Dopo le stime pubblicate dalla SonntagZeitung i due deputati leghisti Guerra e Foletti chiedono chiarimenti all’Esecutivo cantonale

Quali costi in Ticino per «l’onda lunga» della crisi migratoria?
Nel giugno del 2016 le guardie di confine alla Stazione FFS di Chiasso prendono le impronte digitali dei richiedenti l'asilo (Foto Archivio CdT).

Quali costi in Ticino per «l’onda lunga» della crisi migratoria?

Nel giugno del 2016 le guardie di confine alla Stazione FFS di Chiasso prendono le impronte digitali dei richiedenti l'asilo (Foto Archivio CdT).

«L’onda lunga dell’arrivo in massa di richiedenti l’asilo nel 2015 comporterà nei prossimi tre anni per i Comuni un aumento dei costi pari a 1 miliardo di franchi». È questa, in estrema sintesi, la stima pubblicata ieri dalla SonntagsZeitung e ripresa da diversi media svizzeri. Tale fenomeno, spiegava il domenicale, è dovuto al fatto che la Confederazione si ritira dal finanziamento dei rifugiati riconosciuti e di quelli che beneficiano di una accoglienza temporanea dopo rispettivamente cinque e sette anni. Di conseguenza l’onda lunga della crisi migratoria del 2015 potrebbe farsi sentire sugli Enti locali, almeno finanziariamente, proprio nei prossimi anni. Per alcuni Comuni, secondo la SonntagZeitung, tale fenomeno potrebbe comportare un aumento della spesa sociale e quindi un aumento delle imposte.

Alla luce di questa stima diversi amministratori locali si sono detti preoccupati.
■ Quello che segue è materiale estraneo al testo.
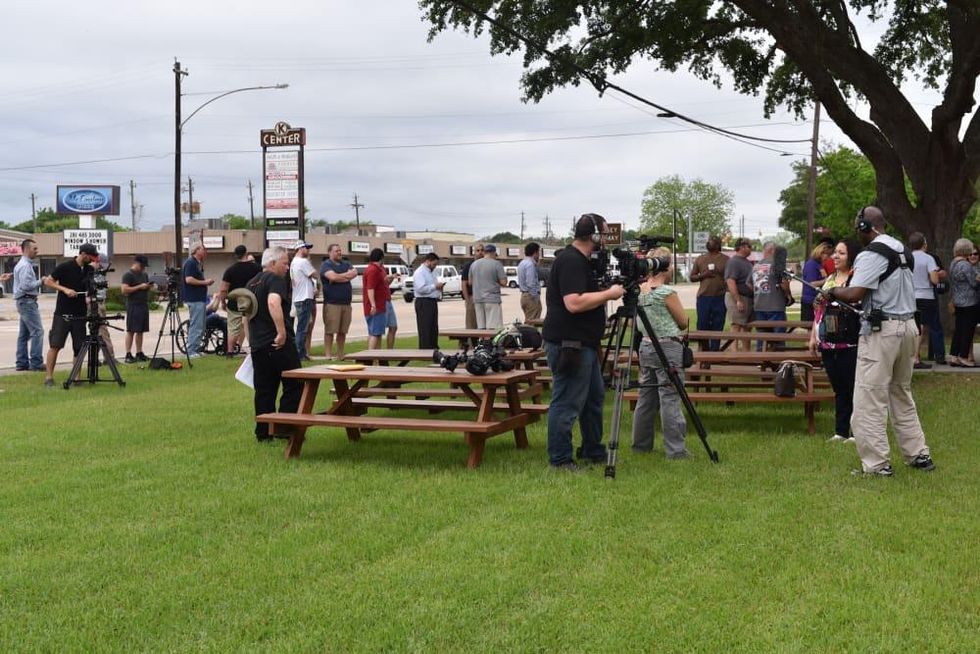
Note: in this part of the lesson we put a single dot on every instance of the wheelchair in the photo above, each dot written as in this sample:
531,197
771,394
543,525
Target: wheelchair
215,335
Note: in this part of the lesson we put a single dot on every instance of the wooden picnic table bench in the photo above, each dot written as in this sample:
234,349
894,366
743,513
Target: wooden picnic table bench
771,339
349,411
784,324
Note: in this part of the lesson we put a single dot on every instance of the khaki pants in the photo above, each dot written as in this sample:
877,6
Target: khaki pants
531,306
883,387
470,314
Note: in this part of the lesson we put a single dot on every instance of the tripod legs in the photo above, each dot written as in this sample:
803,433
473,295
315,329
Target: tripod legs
91,347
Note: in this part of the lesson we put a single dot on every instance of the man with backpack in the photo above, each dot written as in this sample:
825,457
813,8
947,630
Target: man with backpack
886,349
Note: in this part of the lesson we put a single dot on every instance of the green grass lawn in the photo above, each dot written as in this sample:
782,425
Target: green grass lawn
148,518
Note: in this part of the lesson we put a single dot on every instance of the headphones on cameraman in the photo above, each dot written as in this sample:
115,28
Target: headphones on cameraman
864,225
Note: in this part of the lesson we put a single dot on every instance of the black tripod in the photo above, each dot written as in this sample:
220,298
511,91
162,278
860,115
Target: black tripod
171,319
623,321
91,347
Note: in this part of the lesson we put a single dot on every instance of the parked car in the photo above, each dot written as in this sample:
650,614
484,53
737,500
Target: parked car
396,284
444,273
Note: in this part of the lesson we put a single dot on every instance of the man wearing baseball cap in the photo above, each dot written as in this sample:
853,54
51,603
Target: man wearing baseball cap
136,288
303,276
68,279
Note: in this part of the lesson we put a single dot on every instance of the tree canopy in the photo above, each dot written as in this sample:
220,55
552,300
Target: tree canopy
710,205
793,52
502,237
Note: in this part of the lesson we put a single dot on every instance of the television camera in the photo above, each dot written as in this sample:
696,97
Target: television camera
633,265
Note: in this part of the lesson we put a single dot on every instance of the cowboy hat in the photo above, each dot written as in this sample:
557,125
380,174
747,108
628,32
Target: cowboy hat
243,301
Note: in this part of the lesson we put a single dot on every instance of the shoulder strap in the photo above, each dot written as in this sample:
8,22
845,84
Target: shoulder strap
895,259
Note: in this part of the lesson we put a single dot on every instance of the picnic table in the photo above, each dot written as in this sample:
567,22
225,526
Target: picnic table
771,339
788,325
348,411
746,370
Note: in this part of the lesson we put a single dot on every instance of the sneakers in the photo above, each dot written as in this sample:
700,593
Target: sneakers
923,462
880,472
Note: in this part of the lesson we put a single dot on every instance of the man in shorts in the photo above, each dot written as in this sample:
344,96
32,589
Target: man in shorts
378,309
335,276
136,288
236,276
738,299
69,279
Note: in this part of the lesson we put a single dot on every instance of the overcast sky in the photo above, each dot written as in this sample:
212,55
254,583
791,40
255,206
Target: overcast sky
94,80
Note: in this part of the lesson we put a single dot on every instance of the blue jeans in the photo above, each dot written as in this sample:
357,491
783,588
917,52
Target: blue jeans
769,315
195,328
303,311
578,394
711,317
32,332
Tra di essi i leghisti Michele Guerra e Michele Foletti, che a tal proposito hanno inoltrato al Consiglio di Stato un’interrogazione per conoscere le possibili conseguenze nel canton Ticino. Un’interrogazione inoltrata al Governo «senza polemiche», sottolineano i due deputati, «ma unicamente affinché gli amministratori comunali ticinesi (come gli scriventi) - di fronte a queste notizie preoccupanti - possano ottenere delle cifre concrete riguardanti la realtà del nostro Cantone (così da orientarsi finanziariamente e se del caso intervenire tempestivamente)».

Guerra e Foletti chiedono dunque all’Esecutivo cantonale:

1. A quanto ammonterà la spesa a carico dei Comuni ticinesi? E quanto a carico del Cantone?
2. Come può o intende intervenire il Cantone qualora l’aumento di spesa a carico dei comuni fosse importante?
3. Il sistema ticinese di finanziamento delle prestazioni sociali in questo contesto, difende i comuni dalle decisioni (anche discutibili) prese a livello federale?